Ahora bien, es una regla de la administración que a mayor capacidad técnica de los equipos, mayor discrecionalidad es posible. Entendamos capacidad como la medida en que los empleados públicos tienen las habilidades, conocimientos y experiencia requeridos para cumplir con los objetivos y metas de la organización y para adaptarse en un entorno cambiante. Pero, si constantemente cambian las personas, cómo se supone que la organización adquiera el bagaje de experiencia que se requiere para gestionar con libertad, creatividad, conocimiento, adaptabilidad, etc. 

Las organizaciones con malas reglas y buenos equipos evidentemente podrán hacer más que las organizaciones con malas reglas y equipos débiles.
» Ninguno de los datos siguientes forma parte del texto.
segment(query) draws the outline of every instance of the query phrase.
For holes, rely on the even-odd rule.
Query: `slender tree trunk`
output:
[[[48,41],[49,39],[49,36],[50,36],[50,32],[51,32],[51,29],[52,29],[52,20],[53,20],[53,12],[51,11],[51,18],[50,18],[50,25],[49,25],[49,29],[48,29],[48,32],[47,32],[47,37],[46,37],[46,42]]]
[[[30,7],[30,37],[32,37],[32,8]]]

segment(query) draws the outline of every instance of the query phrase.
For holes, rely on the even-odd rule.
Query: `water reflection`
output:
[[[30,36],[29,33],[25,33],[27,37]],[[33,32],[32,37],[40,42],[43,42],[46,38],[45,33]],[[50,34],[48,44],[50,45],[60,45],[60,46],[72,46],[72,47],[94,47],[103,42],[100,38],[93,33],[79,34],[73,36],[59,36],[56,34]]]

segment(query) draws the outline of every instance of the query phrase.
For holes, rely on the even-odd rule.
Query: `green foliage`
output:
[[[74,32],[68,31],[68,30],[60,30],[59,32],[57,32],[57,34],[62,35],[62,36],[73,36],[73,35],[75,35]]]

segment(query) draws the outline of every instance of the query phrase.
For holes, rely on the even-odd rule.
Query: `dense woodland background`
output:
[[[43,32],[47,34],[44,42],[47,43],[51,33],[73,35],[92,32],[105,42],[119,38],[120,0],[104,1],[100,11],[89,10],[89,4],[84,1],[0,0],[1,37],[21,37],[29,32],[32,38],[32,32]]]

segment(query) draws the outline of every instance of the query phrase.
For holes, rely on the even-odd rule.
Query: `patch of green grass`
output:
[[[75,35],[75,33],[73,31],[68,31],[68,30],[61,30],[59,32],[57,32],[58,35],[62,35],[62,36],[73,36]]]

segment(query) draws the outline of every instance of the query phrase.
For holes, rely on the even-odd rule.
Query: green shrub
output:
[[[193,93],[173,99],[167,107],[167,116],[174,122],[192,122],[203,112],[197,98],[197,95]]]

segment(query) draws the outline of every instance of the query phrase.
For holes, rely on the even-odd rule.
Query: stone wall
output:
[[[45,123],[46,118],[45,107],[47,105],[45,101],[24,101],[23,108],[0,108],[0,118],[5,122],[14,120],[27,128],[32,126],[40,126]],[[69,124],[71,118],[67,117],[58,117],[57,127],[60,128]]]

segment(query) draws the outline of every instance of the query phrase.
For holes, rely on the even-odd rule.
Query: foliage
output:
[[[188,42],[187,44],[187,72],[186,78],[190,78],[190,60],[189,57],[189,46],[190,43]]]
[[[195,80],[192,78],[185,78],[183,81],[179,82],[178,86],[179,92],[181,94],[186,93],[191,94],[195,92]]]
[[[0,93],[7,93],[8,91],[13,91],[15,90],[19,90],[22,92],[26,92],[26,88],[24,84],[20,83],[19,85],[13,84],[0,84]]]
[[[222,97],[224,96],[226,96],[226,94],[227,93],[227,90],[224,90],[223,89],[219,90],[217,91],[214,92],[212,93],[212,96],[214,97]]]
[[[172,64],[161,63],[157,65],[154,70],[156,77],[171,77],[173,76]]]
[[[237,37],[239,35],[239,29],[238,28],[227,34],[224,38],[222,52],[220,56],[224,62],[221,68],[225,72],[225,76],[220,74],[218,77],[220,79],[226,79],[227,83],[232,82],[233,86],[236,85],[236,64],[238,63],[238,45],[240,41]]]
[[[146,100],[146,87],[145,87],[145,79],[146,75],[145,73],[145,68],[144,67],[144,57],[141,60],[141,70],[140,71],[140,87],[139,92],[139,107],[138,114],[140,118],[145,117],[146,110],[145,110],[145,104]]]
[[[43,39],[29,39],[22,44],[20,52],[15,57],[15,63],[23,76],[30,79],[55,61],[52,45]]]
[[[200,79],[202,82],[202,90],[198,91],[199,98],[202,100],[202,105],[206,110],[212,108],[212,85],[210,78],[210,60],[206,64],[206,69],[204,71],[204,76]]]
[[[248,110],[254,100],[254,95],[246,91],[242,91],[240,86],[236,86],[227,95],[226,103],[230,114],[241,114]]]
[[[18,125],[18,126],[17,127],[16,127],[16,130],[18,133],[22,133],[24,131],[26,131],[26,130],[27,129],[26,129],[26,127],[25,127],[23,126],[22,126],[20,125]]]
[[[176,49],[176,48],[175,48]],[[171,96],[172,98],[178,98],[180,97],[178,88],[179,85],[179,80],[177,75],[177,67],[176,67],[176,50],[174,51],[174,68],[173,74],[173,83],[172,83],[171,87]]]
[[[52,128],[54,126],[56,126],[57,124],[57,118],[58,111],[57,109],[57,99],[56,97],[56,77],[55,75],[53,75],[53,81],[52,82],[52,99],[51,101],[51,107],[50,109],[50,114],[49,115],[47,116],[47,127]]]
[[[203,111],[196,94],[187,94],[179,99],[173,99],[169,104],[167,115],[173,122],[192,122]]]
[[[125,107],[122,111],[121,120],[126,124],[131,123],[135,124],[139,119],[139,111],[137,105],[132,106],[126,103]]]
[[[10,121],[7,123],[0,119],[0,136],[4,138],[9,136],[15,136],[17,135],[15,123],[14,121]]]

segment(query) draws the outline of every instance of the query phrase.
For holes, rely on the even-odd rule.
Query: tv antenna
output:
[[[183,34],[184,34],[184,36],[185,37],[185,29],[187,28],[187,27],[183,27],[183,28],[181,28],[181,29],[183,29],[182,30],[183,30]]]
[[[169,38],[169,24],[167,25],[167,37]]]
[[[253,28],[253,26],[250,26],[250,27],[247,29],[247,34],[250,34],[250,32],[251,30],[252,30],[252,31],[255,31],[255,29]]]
Es allí donde, finalmente, radica el quid del asunto: ¿Cómo aseguramos que podemos atraer al sector público el  mejor talento que sea capaz de producir el país? Necesitamos que sean ellos los que impulsen desde dentro el cambio de las malas reglas.

 

La respuesta “fácil” es implementando el servicio civil. Sin embargo, además de ser complejo y de largo aliento, e indiscutible que debemos seguir ese camino, también es urgente quebrar la apatía, el desánimo y la desconfianza que nos genera el sector público, y que lo hace poco atractivo para el talento y la experiencia. De lo contrario, convertiríamos al servicio civil en otra carrera “residual” como nos ha pasado con la educación o la policía, aquella carrera donde ingresan quienes no tienen otra opción.

 

Lo primero es cambiar esta dinámica del exceso de reglas, pues es evidente que el camino de la sobre y micro regulación endiosada como la solución para evitar la corrupción no está funcionando. Necesitamos simplificar todo, que reine el sentido común, que conseguir resultados sea más relevante que seguir reglas fútiles. No quiere decir que no existan reglas, sino que estás deben guardar razonabilidad y ser un marco de actuación en el que el servidor ejerza el criterio y asuma responsabilidad por sus decisiones y sobre todo por sus resultados. Hoy, seguir la regla y no tener resultados es lo común y nadie se responsabiliza por no llegar a la meta. Es la receta perfecta para ser mediocres. Entonces, aunque parezca contraintuitivo, a menos reglas será posible controlar mejor las decisiones y tendremos que esforzarnos por sustentarlas en razones de fondo, sin poder escondernos en la formalidad cuando no se logran los objetivos. 

 

Tenemos también que apostar por formas inteligentes de control como las que la tecnología y la digitalización del Estado nos facilitan. Destinar recursos a la transformación digital de la gestión cotidiana del Estado requiere muchos más recursos políticos que los que hemos destinado hasta ahora. No es un problema de dinero lo que frena la transformación digital, es la falta de convicción política para que se entienda fuerte y claro que ese es el camino y que ninguna entidad puede quedar rezagada. 

 

Simplificar hacia adentro, atraer talento, apostar por la transformación digital y cambiar la dinámica del control de requisitos y procesos, por el control de los resultados y el aprendizaje institucional, es un camino que requiere acuerdos políticos que se sostengan por al menos una década, aún cuando los resultados tarden en ser evidentes para el ciudadano. Lamentablemente, es difícil pensar que esto sea posible en un entorno político tan cambiante, informal, improvisado y dominado por objetivos de corto plazo.